Florida responded again with game-tying free throws, then Jordan Gainey drove into an open lane after breaking the Gators' press, pulled up and lobbed a pass to Phillips for the dunk and another Tennessee lead, this one going into the half up 24-21.
The Vols held Florida scoreless over the last 2:55 of the half, and that carried over into the second half.
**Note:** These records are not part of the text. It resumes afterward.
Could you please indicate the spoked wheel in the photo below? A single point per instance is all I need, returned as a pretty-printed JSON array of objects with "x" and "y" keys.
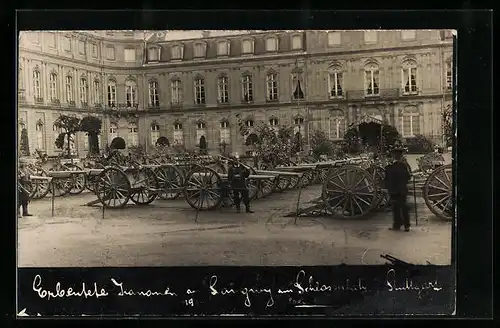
[
  {"x": 201, "y": 188},
  {"x": 438, "y": 194},
  {"x": 252, "y": 185},
  {"x": 42, "y": 187},
  {"x": 282, "y": 184},
  {"x": 170, "y": 181},
  {"x": 349, "y": 192},
  {"x": 112, "y": 188},
  {"x": 144, "y": 186},
  {"x": 78, "y": 181},
  {"x": 266, "y": 187},
  {"x": 378, "y": 174}
]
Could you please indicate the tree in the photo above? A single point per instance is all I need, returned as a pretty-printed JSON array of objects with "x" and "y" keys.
[
  {"x": 203, "y": 145},
  {"x": 162, "y": 141},
  {"x": 24, "y": 146},
  {"x": 447, "y": 120},
  {"x": 92, "y": 126},
  {"x": 69, "y": 125}
]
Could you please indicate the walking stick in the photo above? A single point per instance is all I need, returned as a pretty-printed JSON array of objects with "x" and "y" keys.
[{"x": 415, "y": 200}]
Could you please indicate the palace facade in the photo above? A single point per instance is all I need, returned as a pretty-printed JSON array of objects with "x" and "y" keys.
[{"x": 145, "y": 85}]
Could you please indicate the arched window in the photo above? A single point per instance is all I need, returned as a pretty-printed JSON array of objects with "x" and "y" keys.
[
  {"x": 247, "y": 88},
  {"x": 199, "y": 91},
  {"x": 372, "y": 80},
  {"x": 133, "y": 135},
  {"x": 69, "y": 90},
  {"x": 409, "y": 77},
  {"x": 410, "y": 122},
  {"x": 225, "y": 132},
  {"x": 155, "y": 132},
  {"x": 272, "y": 86},
  {"x": 297, "y": 85},
  {"x": 97, "y": 92},
  {"x": 178, "y": 134},
  {"x": 112, "y": 94},
  {"x": 131, "y": 92},
  {"x": 37, "y": 89},
  {"x": 53, "y": 87},
  {"x": 84, "y": 92},
  {"x": 335, "y": 81},
  {"x": 176, "y": 93},
  {"x": 113, "y": 132},
  {"x": 154, "y": 99},
  {"x": 40, "y": 136},
  {"x": 222, "y": 89}
]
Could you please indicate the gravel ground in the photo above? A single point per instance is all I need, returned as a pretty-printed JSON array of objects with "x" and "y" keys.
[{"x": 165, "y": 234}]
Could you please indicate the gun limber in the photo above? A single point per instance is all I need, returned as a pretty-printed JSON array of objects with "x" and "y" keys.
[{"x": 396, "y": 261}]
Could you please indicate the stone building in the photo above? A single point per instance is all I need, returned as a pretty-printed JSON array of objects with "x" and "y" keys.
[{"x": 183, "y": 86}]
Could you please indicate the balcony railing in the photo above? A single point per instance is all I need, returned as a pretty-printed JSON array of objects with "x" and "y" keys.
[{"x": 373, "y": 94}]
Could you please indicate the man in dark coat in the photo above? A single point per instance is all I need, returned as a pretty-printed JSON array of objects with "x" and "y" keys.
[
  {"x": 237, "y": 175},
  {"x": 22, "y": 193},
  {"x": 397, "y": 175}
]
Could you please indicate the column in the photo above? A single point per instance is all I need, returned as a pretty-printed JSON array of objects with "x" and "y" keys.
[{"x": 43, "y": 83}]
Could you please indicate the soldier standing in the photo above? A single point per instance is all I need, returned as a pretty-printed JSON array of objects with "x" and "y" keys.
[
  {"x": 22, "y": 193},
  {"x": 237, "y": 175},
  {"x": 397, "y": 175}
]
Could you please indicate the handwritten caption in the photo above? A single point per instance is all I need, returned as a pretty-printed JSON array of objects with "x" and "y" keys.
[{"x": 302, "y": 285}]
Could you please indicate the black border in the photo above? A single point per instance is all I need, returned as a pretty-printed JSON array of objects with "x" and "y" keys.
[{"x": 474, "y": 168}]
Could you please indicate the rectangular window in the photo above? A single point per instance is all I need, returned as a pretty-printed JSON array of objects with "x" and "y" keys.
[
  {"x": 223, "y": 48},
  {"x": 155, "y": 133},
  {"x": 110, "y": 53},
  {"x": 334, "y": 39},
  {"x": 154, "y": 100},
  {"x": 410, "y": 125},
  {"x": 199, "y": 91},
  {"x": 81, "y": 47},
  {"x": 297, "y": 42},
  {"x": 247, "y": 90},
  {"x": 372, "y": 78},
  {"x": 129, "y": 55},
  {"x": 408, "y": 35},
  {"x": 370, "y": 36},
  {"x": 410, "y": 80},
  {"x": 175, "y": 87},
  {"x": 52, "y": 40},
  {"x": 94, "y": 50},
  {"x": 449, "y": 77},
  {"x": 272, "y": 87},
  {"x": 271, "y": 44},
  {"x": 177, "y": 52},
  {"x": 67, "y": 44},
  {"x": 199, "y": 50},
  {"x": 222, "y": 90}
]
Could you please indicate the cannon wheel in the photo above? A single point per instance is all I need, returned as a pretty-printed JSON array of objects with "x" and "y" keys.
[
  {"x": 144, "y": 186},
  {"x": 42, "y": 187},
  {"x": 266, "y": 187},
  {"x": 438, "y": 192},
  {"x": 78, "y": 181},
  {"x": 252, "y": 185},
  {"x": 169, "y": 178},
  {"x": 378, "y": 174},
  {"x": 201, "y": 188},
  {"x": 112, "y": 188},
  {"x": 349, "y": 192}
]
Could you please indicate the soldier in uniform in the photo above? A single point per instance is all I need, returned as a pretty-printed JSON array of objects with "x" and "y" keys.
[
  {"x": 22, "y": 193},
  {"x": 237, "y": 175},
  {"x": 397, "y": 176}
]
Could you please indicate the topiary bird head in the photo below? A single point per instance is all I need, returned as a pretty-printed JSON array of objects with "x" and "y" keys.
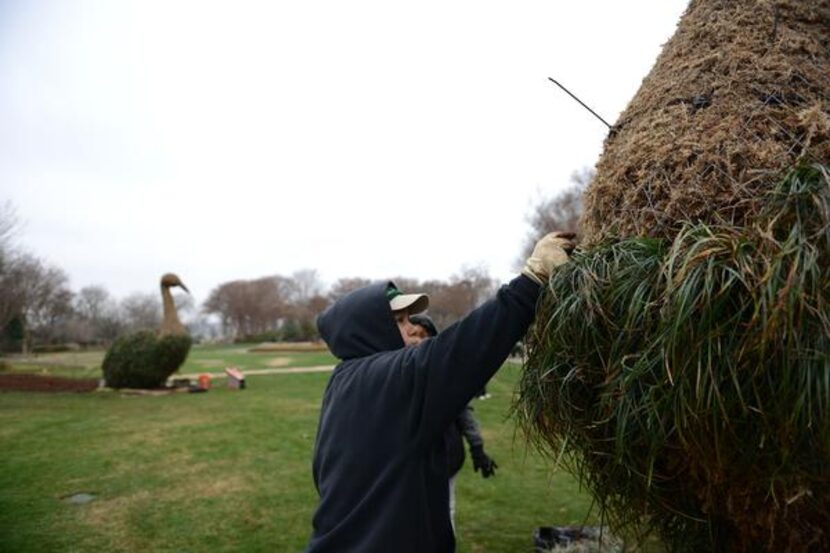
[{"x": 169, "y": 280}]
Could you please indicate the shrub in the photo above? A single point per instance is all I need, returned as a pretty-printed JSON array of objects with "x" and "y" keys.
[
  {"x": 687, "y": 383},
  {"x": 142, "y": 360}
]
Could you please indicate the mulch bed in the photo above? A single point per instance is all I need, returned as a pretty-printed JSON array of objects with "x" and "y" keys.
[{"x": 39, "y": 383}]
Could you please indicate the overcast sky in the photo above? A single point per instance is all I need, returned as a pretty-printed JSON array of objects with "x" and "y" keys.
[{"x": 243, "y": 139}]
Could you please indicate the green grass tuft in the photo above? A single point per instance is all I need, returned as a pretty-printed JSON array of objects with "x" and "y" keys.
[{"x": 687, "y": 384}]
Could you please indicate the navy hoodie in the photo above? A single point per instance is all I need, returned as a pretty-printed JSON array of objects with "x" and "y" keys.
[{"x": 380, "y": 462}]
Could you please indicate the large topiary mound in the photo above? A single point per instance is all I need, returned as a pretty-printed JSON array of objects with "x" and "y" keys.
[
  {"x": 143, "y": 360},
  {"x": 686, "y": 381},
  {"x": 739, "y": 94}
]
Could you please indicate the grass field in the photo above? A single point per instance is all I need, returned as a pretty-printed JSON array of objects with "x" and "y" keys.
[{"x": 226, "y": 470}]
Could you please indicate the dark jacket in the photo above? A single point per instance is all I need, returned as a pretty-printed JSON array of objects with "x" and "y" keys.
[
  {"x": 464, "y": 425},
  {"x": 380, "y": 463}
]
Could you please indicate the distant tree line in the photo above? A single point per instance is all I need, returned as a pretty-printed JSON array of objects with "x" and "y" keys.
[{"x": 38, "y": 310}]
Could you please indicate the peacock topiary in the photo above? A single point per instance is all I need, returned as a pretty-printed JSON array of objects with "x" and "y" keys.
[
  {"x": 146, "y": 359},
  {"x": 680, "y": 364}
]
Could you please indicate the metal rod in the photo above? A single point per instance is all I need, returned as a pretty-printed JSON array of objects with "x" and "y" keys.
[{"x": 580, "y": 102}]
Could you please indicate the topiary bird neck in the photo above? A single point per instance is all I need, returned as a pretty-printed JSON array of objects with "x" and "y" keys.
[{"x": 170, "y": 323}]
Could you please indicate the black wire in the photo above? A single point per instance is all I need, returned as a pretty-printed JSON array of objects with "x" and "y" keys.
[{"x": 581, "y": 103}]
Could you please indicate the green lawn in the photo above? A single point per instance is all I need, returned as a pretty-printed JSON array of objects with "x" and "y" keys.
[{"x": 228, "y": 470}]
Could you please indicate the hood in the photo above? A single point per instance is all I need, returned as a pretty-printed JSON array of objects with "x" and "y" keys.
[{"x": 360, "y": 323}]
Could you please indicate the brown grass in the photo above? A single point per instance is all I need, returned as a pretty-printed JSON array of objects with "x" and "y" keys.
[{"x": 740, "y": 93}]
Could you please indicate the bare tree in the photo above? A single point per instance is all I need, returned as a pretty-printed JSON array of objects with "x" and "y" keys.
[
  {"x": 450, "y": 301},
  {"x": 10, "y": 301},
  {"x": 140, "y": 311},
  {"x": 40, "y": 296},
  {"x": 561, "y": 211},
  {"x": 248, "y": 307},
  {"x": 97, "y": 314}
]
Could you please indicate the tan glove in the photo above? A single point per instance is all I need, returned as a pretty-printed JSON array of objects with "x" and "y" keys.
[{"x": 551, "y": 251}]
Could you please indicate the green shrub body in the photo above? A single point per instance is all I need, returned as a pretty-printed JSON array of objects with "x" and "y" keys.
[
  {"x": 688, "y": 383},
  {"x": 143, "y": 360}
]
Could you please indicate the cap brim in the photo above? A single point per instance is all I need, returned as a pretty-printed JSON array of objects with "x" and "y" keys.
[{"x": 413, "y": 303}]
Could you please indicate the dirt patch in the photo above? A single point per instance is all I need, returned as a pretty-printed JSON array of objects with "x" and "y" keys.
[{"x": 39, "y": 383}]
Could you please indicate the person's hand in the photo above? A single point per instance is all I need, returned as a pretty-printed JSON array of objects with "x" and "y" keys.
[
  {"x": 483, "y": 462},
  {"x": 550, "y": 252}
]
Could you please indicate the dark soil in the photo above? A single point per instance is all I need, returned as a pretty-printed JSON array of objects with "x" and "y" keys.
[{"x": 38, "y": 383}]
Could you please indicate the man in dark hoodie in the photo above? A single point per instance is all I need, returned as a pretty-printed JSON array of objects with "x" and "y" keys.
[{"x": 380, "y": 462}]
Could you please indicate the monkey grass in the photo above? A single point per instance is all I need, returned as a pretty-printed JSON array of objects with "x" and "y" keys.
[{"x": 687, "y": 383}]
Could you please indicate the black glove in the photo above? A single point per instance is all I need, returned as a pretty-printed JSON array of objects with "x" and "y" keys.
[{"x": 481, "y": 461}]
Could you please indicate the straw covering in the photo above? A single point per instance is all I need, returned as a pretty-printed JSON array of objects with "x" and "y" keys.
[
  {"x": 686, "y": 381},
  {"x": 739, "y": 93}
]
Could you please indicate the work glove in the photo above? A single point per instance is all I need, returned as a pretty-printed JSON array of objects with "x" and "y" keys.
[
  {"x": 483, "y": 462},
  {"x": 551, "y": 251}
]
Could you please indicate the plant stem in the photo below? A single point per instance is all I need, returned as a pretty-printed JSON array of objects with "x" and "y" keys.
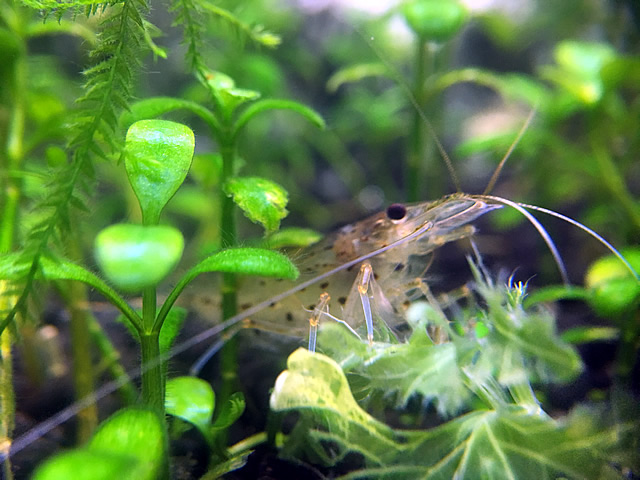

Tennessee jumped out to a 6-0 run after Gainey hit a jumper to stretch the Vols' lead to 30-21 and forcing the Gators into a timeout less than two minutes in.
Florida started to get some penetration out of the timeout, scoring on back-to-back possessions to trim their deficit, but a lob pass to Felix Okpara that missed just off his finger tips but still managed to fall through and a Mashack drive and layup pushed Tennessee ahead by 10 with inside of 16 minutes remaining.
Big shots from Gainey, who rattled in a corner three to beat the shot-clock and another from Lanier had the Vols up, 46-33 with 10:07 left and there was nothing Florida could do to answer.
The Gators were unable to keep pace with shot of their own, shooting just 21.4% and 0-for-6 from three-point range to that point in the second half and still little answers for Tennessee's defense.
The sequence that all but put Florida away came with less than eight minutes left, when Mashack stepped in front of a Gators' pass, kept the ball in play by passing it to Phillips at mid-court who drove virtually alone to the end of the floor and threw down an emphatic dunk.
A Lanier three moments later opened up a 20-point lead that Florida didn't come close to threatening over the last six minutes.
UP NEXT
For the first time in more than a week, Tennessee has some momentum.
The Vols will begin the back-half of their SEC slate with their presumably fifth-straight ranked match up against No. 20 Missouri (16-4, 5-2) at home Tuesday (7 p.m. ET, SEC Network).
The Tigers, who led No. 14 Mississippi State by 14 as Tennessee put the finishing touches on its win over Florida, five of their last six games.